PATTERN Cited by 7 sources
Central proxy choke point¶
Central proxy choke point is the organisational-scale posture of forcing all AI / LLM / agent traffic in an enterprise through one proxy before it reaches any provider, any MCP server, or any inference endpoint. The choke point is where identity, auth, key injection, audit logging, rate limiting, budget enforcement, fallback routing, telemetry collection, and policy enforcement all live — not in the clients.
Why "choke point" instead of just "proxy"¶
The discipline is architectural: there is no second path to AI capability. Clients have no direct provider credentials. Developers can't bypass the gateway by pasting an API key on a laptop — their laptop doesn't have the API key. The gateway owns every LLM call by virtue of being the only entity in the network topology that possesses the upstream credentials (concepts/byok-bring-your-own-key).
Mechanics¶
- Single ingress. All coding tools / agents / applications dial one URL (the gateway).
- Client auth via a different substrate than the upstream provider — SSO, Zero Trust JWT, workload identity, enterprise credential — so provider keys never leave the gateway.
- Server-side key injection. Gateway re-authenticates to upstream providers with its own stored keys. Client's identity is translated into gateway-internal metadata (per-user UUID, per-tenant quota cell, cost-centre tag).

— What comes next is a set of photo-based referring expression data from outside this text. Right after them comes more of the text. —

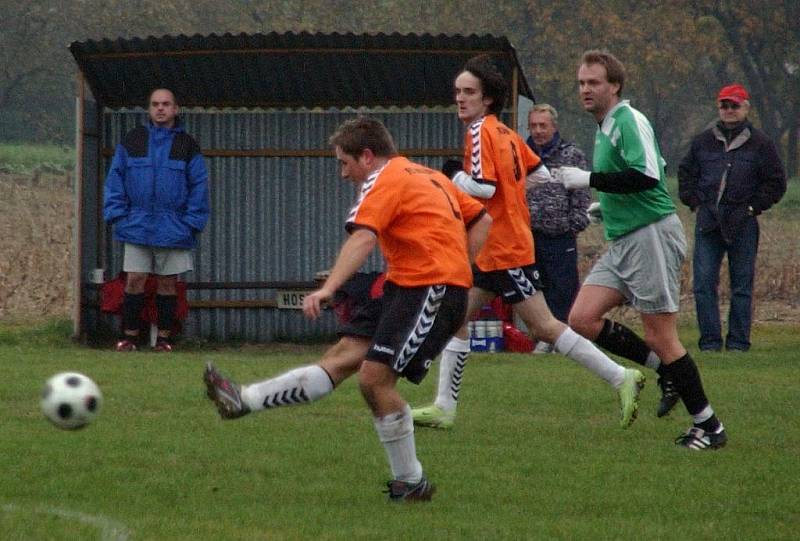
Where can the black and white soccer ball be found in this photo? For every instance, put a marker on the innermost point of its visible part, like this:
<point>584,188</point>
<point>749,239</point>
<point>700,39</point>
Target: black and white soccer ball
<point>71,400</point>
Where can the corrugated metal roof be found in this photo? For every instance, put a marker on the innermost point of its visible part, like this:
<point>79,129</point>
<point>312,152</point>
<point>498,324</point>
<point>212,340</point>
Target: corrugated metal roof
<point>288,70</point>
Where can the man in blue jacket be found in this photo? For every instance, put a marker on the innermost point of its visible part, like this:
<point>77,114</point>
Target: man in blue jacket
<point>731,174</point>
<point>156,197</point>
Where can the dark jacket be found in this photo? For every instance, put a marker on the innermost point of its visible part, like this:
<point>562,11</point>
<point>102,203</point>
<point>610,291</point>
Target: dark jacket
<point>721,181</point>
<point>156,192</point>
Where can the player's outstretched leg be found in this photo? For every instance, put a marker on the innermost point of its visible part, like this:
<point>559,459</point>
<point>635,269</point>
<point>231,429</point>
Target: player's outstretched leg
<point>442,413</point>
<point>622,341</point>
<point>628,382</point>
<point>707,432</point>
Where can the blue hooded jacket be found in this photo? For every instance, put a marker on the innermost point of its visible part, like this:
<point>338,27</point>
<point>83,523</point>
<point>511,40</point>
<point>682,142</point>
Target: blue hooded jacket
<point>156,192</point>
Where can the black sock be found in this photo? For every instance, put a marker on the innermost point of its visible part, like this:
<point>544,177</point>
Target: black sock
<point>166,306</point>
<point>620,340</point>
<point>686,378</point>
<point>132,305</point>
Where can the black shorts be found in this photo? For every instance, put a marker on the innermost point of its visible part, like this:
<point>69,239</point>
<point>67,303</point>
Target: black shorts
<point>512,285</point>
<point>416,325</point>
<point>358,305</point>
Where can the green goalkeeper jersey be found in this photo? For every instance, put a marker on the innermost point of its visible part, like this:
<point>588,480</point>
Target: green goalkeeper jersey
<point>626,139</point>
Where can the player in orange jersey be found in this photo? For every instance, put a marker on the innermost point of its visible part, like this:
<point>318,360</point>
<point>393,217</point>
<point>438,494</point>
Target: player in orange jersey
<point>429,232</point>
<point>499,166</point>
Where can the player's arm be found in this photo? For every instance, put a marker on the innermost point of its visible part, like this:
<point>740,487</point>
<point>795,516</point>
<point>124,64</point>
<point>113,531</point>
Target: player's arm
<point>197,201</point>
<point>352,255</point>
<point>477,221</point>
<point>115,200</point>
<point>474,186</point>
<point>477,233</point>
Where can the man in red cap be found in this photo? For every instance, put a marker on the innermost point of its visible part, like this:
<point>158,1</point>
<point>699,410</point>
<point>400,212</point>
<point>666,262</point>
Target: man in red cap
<point>731,174</point>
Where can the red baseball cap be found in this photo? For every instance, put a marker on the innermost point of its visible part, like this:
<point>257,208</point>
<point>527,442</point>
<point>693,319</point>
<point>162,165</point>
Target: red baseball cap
<point>735,93</point>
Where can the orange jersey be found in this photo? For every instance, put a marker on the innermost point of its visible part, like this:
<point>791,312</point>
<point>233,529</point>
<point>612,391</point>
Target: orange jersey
<point>498,155</point>
<point>421,221</point>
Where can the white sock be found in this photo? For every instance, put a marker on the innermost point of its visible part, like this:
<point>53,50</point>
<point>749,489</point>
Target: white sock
<point>579,349</point>
<point>396,432</point>
<point>451,370</point>
<point>298,386</point>
<point>652,362</point>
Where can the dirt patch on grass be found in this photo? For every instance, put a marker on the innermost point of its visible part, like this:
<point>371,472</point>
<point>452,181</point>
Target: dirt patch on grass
<point>35,246</point>
<point>36,221</point>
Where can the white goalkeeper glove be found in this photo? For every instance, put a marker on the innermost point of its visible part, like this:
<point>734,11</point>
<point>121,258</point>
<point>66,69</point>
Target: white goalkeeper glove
<point>573,177</point>
<point>594,213</point>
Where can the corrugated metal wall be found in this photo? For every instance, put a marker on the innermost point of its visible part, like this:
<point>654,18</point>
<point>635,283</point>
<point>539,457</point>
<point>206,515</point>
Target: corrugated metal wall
<point>274,218</point>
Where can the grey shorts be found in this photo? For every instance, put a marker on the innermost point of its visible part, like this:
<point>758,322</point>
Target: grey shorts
<point>162,261</point>
<point>645,266</point>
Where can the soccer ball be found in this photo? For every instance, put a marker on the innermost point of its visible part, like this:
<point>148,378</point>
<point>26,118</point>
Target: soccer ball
<point>71,400</point>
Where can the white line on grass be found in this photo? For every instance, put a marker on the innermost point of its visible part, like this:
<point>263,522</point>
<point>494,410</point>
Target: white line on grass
<point>110,530</point>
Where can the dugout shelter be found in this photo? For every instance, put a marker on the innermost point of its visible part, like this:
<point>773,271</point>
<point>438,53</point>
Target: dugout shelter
<point>261,107</point>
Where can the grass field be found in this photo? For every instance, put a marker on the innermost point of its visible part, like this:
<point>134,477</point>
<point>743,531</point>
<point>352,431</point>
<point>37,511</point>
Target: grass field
<point>536,453</point>
<point>27,158</point>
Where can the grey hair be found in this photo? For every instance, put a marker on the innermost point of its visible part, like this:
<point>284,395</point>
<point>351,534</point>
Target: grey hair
<point>545,108</point>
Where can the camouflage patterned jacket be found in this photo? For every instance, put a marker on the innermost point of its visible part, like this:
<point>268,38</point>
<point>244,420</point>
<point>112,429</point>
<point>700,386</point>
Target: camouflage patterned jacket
<point>555,210</point>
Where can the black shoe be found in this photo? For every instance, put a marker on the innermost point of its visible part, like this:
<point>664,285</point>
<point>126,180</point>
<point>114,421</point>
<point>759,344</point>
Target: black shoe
<point>400,491</point>
<point>669,396</point>
<point>698,439</point>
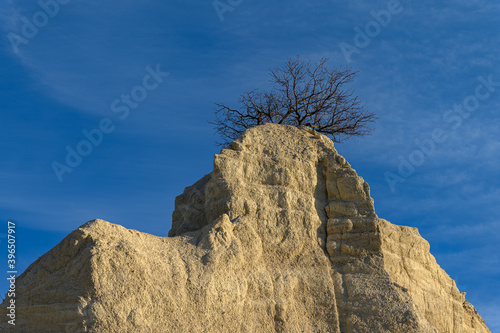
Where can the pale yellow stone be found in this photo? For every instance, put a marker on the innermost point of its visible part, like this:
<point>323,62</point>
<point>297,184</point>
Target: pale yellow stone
<point>281,236</point>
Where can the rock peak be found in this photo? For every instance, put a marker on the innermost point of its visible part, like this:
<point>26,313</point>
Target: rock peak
<point>281,236</point>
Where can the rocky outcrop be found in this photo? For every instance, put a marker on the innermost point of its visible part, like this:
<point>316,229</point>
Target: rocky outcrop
<point>281,236</point>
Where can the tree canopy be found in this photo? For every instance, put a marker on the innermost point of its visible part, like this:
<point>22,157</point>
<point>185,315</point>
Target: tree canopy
<point>301,94</point>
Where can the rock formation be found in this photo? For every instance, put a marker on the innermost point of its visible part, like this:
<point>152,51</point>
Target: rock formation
<point>281,236</point>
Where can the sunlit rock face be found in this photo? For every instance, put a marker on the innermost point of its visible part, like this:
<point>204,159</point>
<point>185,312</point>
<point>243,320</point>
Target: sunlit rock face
<point>281,236</point>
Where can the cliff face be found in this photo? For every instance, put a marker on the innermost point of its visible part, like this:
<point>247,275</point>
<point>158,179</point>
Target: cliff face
<point>281,236</point>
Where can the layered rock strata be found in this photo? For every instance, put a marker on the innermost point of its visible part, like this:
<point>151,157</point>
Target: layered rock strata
<point>281,236</point>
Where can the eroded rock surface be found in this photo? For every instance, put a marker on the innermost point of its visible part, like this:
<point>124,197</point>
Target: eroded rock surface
<point>281,236</point>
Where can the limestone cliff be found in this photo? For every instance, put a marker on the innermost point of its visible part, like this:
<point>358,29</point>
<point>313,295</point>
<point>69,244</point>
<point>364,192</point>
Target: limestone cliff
<point>281,236</point>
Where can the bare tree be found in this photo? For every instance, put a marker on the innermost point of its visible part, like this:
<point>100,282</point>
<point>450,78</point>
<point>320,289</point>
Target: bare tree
<point>302,94</point>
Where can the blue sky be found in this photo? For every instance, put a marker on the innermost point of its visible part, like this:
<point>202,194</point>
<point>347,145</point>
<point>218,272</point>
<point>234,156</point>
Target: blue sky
<point>429,70</point>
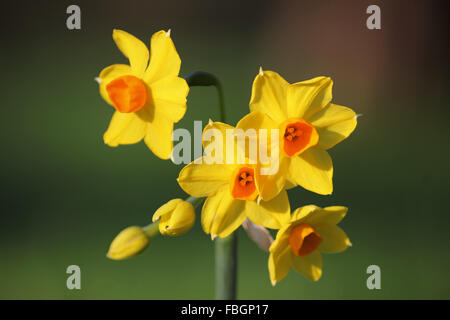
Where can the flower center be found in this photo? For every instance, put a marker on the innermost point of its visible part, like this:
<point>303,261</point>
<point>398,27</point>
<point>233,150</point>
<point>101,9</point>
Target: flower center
<point>243,184</point>
<point>127,93</point>
<point>298,136</point>
<point>304,240</point>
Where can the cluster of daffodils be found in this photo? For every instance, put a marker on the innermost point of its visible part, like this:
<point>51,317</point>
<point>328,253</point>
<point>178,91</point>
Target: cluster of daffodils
<point>149,96</point>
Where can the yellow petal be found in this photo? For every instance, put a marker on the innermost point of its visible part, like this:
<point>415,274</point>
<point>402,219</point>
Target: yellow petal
<point>134,49</point>
<point>169,95</point>
<point>269,186</point>
<point>313,170</point>
<point>201,180</point>
<point>327,216</point>
<point>270,214</point>
<point>125,128</point>
<point>280,263</point>
<point>309,265</point>
<point>334,239</point>
<point>306,98</point>
<point>110,73</point>
<point>333,123</point>
<point>269,95</point>
<point>303,213</point>
<point>222,214</point>
<point>159,133</point>
<point>164,58</point>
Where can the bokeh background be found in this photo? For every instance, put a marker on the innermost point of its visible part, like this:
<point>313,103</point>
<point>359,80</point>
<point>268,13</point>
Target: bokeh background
<point>65,195</point>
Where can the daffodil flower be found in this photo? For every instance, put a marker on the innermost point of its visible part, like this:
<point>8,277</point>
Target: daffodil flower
<point>308,123</point>
<point>148,95</point>
<point>300,242</point>
<point>231,189</point>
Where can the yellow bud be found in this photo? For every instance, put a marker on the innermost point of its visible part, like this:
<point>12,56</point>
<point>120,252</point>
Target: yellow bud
<point>175,217</point>
<point>129,242</point>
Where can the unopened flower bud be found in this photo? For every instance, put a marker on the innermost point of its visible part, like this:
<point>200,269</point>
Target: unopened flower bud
<point>175,217</point>
<point>129,242</point>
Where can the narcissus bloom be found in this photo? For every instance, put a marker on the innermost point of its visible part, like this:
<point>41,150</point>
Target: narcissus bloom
<point>148,95</point>
<point>308,124</point>
<point>231,189</point>
<point>300,243</point>
<point>175,217</point>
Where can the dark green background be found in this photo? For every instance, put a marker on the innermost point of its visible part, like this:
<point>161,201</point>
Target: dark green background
<point>65,194</point>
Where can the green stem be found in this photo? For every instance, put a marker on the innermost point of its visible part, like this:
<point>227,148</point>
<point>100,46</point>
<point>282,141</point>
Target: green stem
<point>205,79</point>
<point>226,248</point>
<point>226,267</point>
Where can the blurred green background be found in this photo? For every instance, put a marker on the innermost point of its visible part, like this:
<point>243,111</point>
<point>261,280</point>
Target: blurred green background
<point>65,194</point>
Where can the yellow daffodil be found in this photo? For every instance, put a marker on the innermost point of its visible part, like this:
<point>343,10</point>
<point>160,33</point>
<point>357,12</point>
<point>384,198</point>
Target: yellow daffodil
<point>148,95</point>
<point>231,189</point>
<point>129,242</point>
<point>300,242</point>
<point>175,217</point>
<point>308,124</point>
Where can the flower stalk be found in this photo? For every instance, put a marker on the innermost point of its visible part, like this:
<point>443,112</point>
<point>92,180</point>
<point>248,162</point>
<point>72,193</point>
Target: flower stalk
<point>226,248</point>
<point>226,267</point>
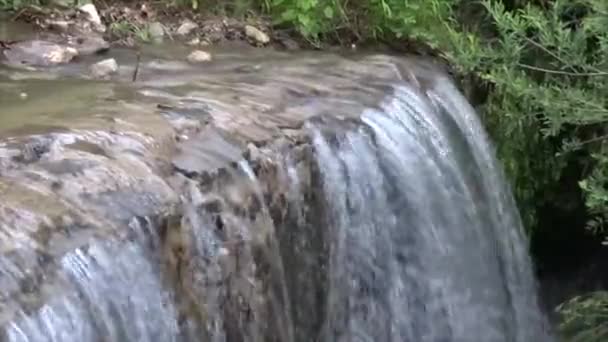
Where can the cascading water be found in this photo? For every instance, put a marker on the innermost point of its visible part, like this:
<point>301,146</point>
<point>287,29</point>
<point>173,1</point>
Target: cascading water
<point>371,209</point>
<point>425,241</point>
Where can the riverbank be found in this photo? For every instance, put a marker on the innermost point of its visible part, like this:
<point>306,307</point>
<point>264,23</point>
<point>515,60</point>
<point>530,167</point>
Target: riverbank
<point>537,85</point>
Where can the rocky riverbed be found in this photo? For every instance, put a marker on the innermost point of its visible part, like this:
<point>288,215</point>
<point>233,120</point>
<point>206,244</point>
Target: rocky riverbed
<point>200,173</point>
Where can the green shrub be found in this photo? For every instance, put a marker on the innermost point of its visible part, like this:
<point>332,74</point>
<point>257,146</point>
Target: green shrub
<point>585,318</point>
<point>545,62</point>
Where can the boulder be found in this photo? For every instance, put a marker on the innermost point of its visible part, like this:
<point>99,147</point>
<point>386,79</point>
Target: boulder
<point>199,56</point>
<point>38,53</point>
<point>93,17</point>
<point>186,28</point>
<point>256,35</point>
<point>104,68</point>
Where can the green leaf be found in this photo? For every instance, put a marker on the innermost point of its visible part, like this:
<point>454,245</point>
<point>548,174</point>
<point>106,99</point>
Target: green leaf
<point>328,12</point>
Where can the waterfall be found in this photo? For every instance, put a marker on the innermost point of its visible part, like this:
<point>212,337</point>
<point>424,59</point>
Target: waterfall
<point>389,223</point>
<point>425,240</point>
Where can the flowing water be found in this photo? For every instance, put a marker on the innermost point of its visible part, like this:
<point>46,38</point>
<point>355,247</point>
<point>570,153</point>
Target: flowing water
<point>271,197</point>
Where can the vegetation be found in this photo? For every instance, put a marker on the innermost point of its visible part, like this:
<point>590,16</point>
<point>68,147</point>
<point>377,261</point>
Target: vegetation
<point>585,319</point>
<point>541,68</point>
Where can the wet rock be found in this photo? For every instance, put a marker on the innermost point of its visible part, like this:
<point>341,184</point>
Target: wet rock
<point>199,56</point>
<point>89,44</point>
<point>58,25</point>
<point>186,28</point>
<point>256,35</point>
<point>104,68</point>
<point>194,42</point>
<point>93,17</point>
<point>38,53</point>
<point>156,31</point>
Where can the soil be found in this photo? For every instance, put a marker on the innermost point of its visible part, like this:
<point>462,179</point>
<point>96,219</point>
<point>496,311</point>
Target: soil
<point>127,23</point>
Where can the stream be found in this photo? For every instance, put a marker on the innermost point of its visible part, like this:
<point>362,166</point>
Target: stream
<point>262,196</point>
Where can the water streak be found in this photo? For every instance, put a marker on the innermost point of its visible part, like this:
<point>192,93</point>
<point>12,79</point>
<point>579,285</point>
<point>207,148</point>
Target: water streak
<point>426,242</point>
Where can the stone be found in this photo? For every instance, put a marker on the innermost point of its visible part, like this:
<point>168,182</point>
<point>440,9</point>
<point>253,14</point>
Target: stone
<point>156,31</point>
<point>186,28</point>
<point>194,42</point>
<point>256,35</point>
<point>88,44</point>
<point>199,56</point>
<point>93,17</point>
<point>104,68</point>
<point>39,53</point>
<point>58,25</point>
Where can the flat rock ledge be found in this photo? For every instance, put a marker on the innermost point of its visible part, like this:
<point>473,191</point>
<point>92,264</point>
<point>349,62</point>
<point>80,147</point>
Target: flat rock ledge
<point>229,211</point>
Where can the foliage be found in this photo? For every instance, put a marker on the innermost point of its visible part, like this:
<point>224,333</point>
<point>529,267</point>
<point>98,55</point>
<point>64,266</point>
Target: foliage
<point>546,62</point>
<point>585,318</point>
<point>316,19</point>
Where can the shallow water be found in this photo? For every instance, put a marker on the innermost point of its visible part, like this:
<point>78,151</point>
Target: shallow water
<point>265,196</point>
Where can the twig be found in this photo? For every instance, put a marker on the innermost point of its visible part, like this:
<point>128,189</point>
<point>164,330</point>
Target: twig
<point>136,71</point>
<point>559,72</point>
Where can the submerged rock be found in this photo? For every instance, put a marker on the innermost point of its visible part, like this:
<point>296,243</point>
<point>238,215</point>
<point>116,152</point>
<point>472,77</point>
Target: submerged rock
<point>194,42</point>
<point>257,35</point>
<point>93,17</point>
<point>104,68</point>
<point>156,31</point>
<point>186,28</point>
<point>38,53</point>
<point>88,44</point>
<point>199,56</point>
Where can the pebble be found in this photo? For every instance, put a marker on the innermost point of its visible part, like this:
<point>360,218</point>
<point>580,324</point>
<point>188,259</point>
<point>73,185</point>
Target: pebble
<point>199,56</point>
<point>256,35</point>
<point>194,42</point>
<point>104,68</point>
<point>186,28</point>
<point>156,31</point>
<point>93,17</point>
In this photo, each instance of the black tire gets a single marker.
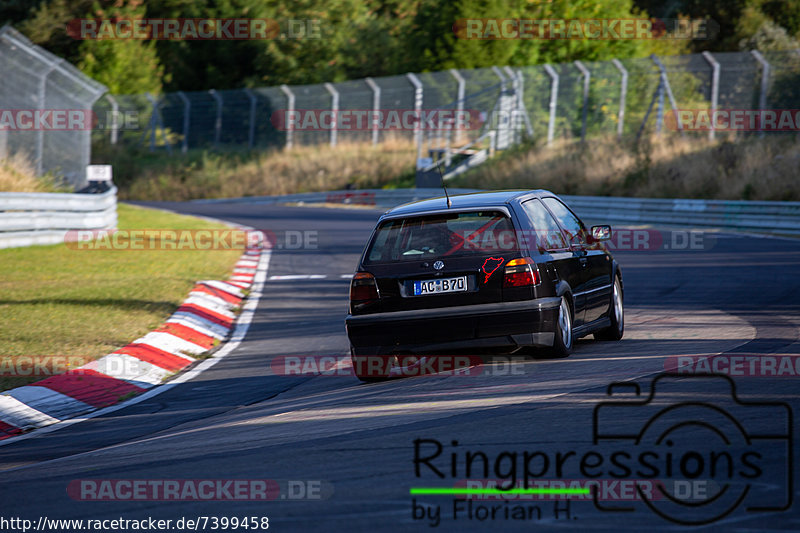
(616, 313)
(361, 366)
(564, 340)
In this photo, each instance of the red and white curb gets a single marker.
(204, 319)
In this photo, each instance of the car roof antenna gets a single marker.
(449, 203)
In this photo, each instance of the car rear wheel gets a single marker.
(616, 313)
(564, 339)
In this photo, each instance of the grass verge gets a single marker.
(83, 304)
(666, 167)
(142, 175)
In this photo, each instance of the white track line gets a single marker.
(241, 327)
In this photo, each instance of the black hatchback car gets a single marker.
(505, 269)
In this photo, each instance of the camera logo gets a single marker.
(710, 456)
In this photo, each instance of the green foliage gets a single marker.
(358, 38)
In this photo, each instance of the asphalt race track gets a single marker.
(352, 445)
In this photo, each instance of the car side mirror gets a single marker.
(601, 233)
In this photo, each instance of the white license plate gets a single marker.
(437, 286)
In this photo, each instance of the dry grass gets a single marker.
(59, 302)
(667, 167)
(301, 169)
(17, 174)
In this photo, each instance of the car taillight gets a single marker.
(363, 289)
(521, 273)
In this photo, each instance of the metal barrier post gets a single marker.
(459, 123)
(251, 133)
(623, 93)
(587, 76)
(218, 122)
(335, 110)
(187, 107)
(114, 118)
(519, 81)
(714, 90)
(551, 123)
(376, 108)
(665, 86)
(289, 112)
(40, 104)
(418, 111)
(762, 95)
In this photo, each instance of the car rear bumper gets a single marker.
(504, 324)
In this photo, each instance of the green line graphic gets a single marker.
(449, 491)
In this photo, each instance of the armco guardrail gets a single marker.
(45, 218)
(779, 218)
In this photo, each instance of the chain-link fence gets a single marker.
(45, 108)
(624, 98)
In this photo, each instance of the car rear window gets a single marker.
(449, 234)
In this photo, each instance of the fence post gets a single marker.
(460, 94)
(155, 122)
(187, 107)
(114, 118)
(218, 121)
(623, 93)
(376, 108)
(520, 88)
(714, 90)
(551, 123)
(251, 133)
(762, 95)
(501, 117)
(289, 112)
(41, 104)
(335, 110)
(418, 111)
(587, 77)
(664, 85)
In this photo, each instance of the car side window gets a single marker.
(546, 231)
(576, 232)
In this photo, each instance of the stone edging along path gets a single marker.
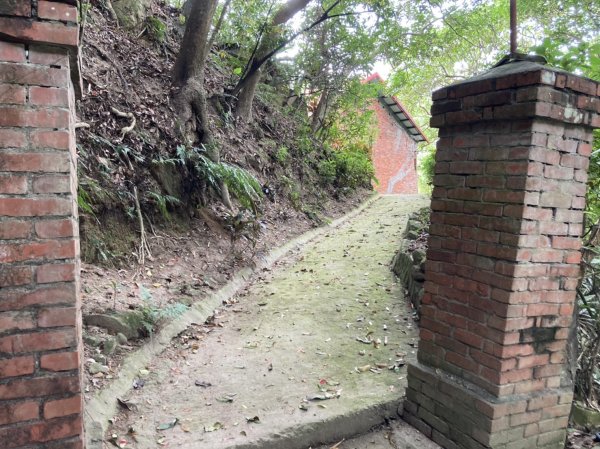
(103, 406)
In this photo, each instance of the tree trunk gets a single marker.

- All policy lives here. Rate limits, budgets, audit records, fallback chains, model routing, guardrails, telemetry — single surface.
Two ingested production instances¶
- Cloudflare internal stack
(sources/2026-04-20-cloudflare-internal-ai-engineering-stack)
— every LLM request from Cloudflare's internal tooling flows
through a single Hono Worker in front of AI Gateway.
Worker validates the Cloudflare Access JWT, strips client
auth, injects real provider keys (
cf-aig-authorization), tags requests with an anonymous per-user UUID (cf-aig-metadata) resolved from D1 + KV. Reported scale: 20.18M requests/month, 241.37B tokens, 91% frontier labs / 9% Workers AI across 3,683 users. - Databricks Unity AI Gateway (sources/2026-04-17-databricks-governing-coding-agent-sprawl-with-unity-ai-gateway) — all coding-agent + MCP traffic from Cursor / Codex / Claude Code / Gemini CLI funnels through Unity AI Gateway. Single SSO ("one Databricks credential for all tools, GitHub, Atlassian, others"), single audit plane (Unity Catalog), single bill (Foundation Model API + BYO external capacity), single telemetry store (OpenTelemetry → Delta tables).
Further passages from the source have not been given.